Se alejó un poco, pero dejó sus pies pegados a los míos. Aún así, podía escucharla manteniendo el mismo tono, apenas susurrado.
-Hace mucho tiempo que no estábamos juntos- dijo ignorando mi pregunta, o quizá respondiéndola.
-Las lluvias del invierno me cambiaron el recorrido- continuó. -Veo que no engordaste mucho.-
Seguí mirando hacia la esquina, pensé en otro cigarrillo pero me abstuve de sentir más impaciencia.
-Me dejaste olvidada hace tiempo. Quisiste abandonar un pasado, y en el intento me perdiste de vista.-
Siempre me incomodaron las facturas pendientes, esas que acudían de vez en cuando a reclamar una rendición postrera.
-No pude, no tuve tiempo para meter en la valija más que un par de medias y el recuerdo de la pared de ladrillos que me acompañó durante muchas sobremesas, invitada muda a mi cena.-
-Lo sé. La urgencia del exilio de esa vida no te dio permiso a llevarte los retazos de ese tiempo.-
Suspiré.
-Todavía guardo alguna deuda, aunque no sé si es más lícita que mantener una fidelidad conmigo.-
-Fidelidad promiscua-, dijo cortante.
-Ya que sos mi sombra, podrías ser más condescendiente!-
Se estiró hacia la calle, para mirar desde allá si la veía venir con su pollera floreada.
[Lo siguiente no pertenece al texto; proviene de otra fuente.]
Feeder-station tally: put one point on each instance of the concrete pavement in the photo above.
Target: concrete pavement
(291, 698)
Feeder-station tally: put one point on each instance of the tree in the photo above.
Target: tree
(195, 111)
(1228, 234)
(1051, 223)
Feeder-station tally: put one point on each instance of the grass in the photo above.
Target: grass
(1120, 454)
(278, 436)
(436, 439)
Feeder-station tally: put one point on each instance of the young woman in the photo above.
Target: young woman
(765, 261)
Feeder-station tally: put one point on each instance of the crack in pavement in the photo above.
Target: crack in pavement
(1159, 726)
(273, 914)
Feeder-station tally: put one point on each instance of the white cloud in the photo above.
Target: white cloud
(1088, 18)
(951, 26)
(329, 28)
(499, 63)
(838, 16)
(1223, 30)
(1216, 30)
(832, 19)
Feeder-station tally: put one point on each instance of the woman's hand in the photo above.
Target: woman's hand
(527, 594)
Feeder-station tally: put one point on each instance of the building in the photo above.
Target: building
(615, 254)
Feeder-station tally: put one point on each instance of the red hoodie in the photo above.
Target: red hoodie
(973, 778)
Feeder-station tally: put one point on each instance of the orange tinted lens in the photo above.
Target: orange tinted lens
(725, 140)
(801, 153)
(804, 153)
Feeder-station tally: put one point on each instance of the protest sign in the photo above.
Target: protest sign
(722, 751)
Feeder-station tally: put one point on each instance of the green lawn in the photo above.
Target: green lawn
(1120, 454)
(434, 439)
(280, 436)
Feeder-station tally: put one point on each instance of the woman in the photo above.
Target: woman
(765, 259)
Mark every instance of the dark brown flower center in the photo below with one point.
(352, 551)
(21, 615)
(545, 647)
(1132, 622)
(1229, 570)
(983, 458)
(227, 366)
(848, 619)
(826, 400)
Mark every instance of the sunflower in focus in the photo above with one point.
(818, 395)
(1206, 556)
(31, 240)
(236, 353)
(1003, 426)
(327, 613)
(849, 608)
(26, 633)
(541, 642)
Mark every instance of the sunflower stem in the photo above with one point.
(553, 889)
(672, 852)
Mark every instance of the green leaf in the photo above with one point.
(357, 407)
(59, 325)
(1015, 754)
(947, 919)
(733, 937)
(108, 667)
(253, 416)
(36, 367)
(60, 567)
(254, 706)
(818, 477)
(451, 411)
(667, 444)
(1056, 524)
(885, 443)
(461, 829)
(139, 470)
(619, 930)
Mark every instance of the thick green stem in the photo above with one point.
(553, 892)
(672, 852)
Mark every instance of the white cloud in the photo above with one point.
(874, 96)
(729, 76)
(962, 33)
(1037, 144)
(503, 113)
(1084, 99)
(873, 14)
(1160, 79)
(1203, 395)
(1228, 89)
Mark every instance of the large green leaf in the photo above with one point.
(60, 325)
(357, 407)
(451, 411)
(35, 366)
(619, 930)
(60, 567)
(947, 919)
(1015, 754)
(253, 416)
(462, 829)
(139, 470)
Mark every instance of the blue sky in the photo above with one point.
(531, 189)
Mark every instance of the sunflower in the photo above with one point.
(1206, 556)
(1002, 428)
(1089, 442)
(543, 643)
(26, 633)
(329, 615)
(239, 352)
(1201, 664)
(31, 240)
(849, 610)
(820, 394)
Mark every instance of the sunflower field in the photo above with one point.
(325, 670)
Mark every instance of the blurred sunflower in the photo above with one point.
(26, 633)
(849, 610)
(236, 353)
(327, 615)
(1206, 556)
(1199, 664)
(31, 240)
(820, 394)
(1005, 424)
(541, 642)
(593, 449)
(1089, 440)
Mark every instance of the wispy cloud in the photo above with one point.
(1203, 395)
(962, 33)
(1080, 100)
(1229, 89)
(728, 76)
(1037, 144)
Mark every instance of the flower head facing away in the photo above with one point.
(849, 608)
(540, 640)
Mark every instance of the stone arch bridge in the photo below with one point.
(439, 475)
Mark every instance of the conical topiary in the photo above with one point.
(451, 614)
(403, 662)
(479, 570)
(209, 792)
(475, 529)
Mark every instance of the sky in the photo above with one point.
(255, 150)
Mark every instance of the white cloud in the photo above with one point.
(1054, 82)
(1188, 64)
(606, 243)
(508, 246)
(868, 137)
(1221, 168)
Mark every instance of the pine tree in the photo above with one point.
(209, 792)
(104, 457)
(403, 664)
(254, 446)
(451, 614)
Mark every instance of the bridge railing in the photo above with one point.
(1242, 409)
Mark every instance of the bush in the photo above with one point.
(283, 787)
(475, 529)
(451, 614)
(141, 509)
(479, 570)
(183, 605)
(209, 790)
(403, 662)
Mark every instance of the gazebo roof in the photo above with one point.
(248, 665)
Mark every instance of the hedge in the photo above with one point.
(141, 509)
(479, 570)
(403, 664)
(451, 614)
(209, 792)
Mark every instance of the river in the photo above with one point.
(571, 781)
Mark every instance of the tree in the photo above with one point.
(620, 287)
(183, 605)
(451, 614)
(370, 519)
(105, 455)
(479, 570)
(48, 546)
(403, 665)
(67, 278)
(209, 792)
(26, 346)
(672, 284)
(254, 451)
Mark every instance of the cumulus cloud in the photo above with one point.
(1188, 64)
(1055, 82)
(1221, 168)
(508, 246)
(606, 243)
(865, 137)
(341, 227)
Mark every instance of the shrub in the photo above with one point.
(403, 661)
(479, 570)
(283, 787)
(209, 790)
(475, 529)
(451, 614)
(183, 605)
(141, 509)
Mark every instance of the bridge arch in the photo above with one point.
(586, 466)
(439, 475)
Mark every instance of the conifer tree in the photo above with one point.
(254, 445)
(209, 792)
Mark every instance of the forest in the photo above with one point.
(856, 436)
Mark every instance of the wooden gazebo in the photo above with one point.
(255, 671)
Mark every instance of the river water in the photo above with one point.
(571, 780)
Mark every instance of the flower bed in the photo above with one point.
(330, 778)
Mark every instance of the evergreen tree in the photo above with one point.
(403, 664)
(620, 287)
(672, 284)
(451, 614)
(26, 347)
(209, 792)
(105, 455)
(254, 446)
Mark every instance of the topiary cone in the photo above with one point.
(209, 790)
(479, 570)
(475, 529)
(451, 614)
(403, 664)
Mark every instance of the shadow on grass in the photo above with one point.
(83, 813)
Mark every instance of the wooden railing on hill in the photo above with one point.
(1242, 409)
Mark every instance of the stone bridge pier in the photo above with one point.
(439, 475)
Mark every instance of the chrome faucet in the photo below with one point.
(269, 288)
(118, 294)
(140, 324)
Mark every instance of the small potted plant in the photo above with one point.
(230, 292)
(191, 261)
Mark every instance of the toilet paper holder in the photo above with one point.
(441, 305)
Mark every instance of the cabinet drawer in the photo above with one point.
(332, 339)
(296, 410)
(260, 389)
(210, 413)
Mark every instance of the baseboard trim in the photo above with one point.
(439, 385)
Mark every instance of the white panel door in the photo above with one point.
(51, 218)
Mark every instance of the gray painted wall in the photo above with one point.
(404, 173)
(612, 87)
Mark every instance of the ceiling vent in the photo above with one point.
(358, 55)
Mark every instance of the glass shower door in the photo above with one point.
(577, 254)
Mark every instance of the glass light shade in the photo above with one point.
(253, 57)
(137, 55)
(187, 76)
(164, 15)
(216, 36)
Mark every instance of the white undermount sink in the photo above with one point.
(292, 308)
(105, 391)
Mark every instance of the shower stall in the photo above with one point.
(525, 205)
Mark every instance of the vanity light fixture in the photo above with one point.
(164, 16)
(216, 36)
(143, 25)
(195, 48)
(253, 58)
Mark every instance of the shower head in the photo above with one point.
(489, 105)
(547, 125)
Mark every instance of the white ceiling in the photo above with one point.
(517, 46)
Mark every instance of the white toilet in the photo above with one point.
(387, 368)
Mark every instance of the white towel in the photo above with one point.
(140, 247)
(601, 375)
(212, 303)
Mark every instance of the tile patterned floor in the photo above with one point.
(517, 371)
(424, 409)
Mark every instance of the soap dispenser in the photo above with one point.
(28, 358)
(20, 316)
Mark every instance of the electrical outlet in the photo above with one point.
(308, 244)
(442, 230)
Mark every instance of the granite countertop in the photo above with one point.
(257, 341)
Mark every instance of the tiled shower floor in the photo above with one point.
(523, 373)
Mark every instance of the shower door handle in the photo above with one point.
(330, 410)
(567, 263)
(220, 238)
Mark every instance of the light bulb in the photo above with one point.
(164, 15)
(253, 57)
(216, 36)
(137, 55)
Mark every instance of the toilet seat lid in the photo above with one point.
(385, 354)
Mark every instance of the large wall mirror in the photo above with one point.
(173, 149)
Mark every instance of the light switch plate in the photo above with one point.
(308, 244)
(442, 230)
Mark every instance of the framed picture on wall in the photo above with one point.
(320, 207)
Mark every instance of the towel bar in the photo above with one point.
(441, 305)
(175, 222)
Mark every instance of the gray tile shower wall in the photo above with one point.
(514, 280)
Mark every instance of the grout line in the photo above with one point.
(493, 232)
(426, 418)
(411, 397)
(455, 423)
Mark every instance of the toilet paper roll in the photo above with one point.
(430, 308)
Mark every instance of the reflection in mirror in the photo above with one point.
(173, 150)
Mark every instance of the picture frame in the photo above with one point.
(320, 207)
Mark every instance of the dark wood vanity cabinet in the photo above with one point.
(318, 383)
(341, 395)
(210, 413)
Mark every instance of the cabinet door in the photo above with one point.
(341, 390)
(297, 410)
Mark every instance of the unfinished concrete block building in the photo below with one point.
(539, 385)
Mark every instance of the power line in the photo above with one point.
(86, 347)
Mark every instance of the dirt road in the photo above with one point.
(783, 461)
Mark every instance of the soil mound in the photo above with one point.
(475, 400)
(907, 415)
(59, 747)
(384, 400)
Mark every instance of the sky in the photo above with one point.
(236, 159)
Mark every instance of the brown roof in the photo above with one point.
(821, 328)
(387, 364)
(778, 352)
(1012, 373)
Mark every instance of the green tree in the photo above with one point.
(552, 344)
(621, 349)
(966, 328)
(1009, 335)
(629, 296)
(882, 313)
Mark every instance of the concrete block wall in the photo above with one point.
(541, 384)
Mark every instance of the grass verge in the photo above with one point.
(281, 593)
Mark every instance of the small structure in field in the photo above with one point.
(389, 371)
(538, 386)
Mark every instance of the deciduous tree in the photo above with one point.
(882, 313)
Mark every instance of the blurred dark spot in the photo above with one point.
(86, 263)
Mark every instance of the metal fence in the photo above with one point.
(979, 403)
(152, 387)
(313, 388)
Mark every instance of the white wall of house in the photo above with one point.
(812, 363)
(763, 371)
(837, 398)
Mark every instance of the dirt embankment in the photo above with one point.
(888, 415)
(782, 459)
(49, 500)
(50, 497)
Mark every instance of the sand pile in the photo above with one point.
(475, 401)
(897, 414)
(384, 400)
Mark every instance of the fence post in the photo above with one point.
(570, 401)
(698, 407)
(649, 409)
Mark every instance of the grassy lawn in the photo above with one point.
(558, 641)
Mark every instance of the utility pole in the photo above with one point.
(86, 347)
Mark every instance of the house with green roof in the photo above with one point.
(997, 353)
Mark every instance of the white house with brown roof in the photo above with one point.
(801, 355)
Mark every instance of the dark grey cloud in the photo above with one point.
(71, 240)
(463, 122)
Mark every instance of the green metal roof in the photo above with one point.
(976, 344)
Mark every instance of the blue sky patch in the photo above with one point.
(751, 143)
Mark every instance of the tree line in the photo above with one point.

-Estamos juntos desde hace tiempo, y no me hubiese quedado en esa casa sin seguirte.- dijo recostada en el empedrado.
-No tenías más remedio, pero pedirte que me siguieras hubiese sido más egoísta.-
La tarde se estiraba, la tarde y la espera. La tarde, la espera y las palabras susurradas.
-Me costó encontrarte, anduve un tiempo siguiendo rastros que no existían.-
-No se si yo mismo quise saber donde estaba- resoplé resignado.
-Alguna vez le contaste a ella?- pregunté levantando la vista hacia la mancha oscura que se acercó nuevamente hasta mi debajo.
Sonrió (cómo hizo para sonreír?).
-A ella la visito cuando tu necesidad de tenerla al lado te crea el miedo de no volverla a ver.-
Quedé en silencio, mirando la punta de mis zapatos que se estiraban como una mancha de tinta negra sobre los recuadros de las baldosas.
-No quisiera pensar en no volverla a ver.-
-Cuando me dejaste en aquella casa no tuve mucho para hacer, y me dediqué a lavar las sábanas de la resignación que se les quedó pegada.-
-No sabía donde iría cuando me fui, por eso quise partir liviano de equipaje. Dejé varias cosas además de resignación. Tampoco sabía donde iría para encontrarla a ella, ni siquiera que necesitaba encontrarla para recuperar mi sombra.-
Demasiadas cosas no sabía...-
-Algún día contame con quien hablás cuando me estás esperando-, escuché a mi espalda.
Me di vuelta avergonzado al mismo tiempo que reconocía su voz.
Se estiró poniendo los pies de punta para saludarme sonriente, y un golpe de viento movió su pollera así, abanicando la vereda.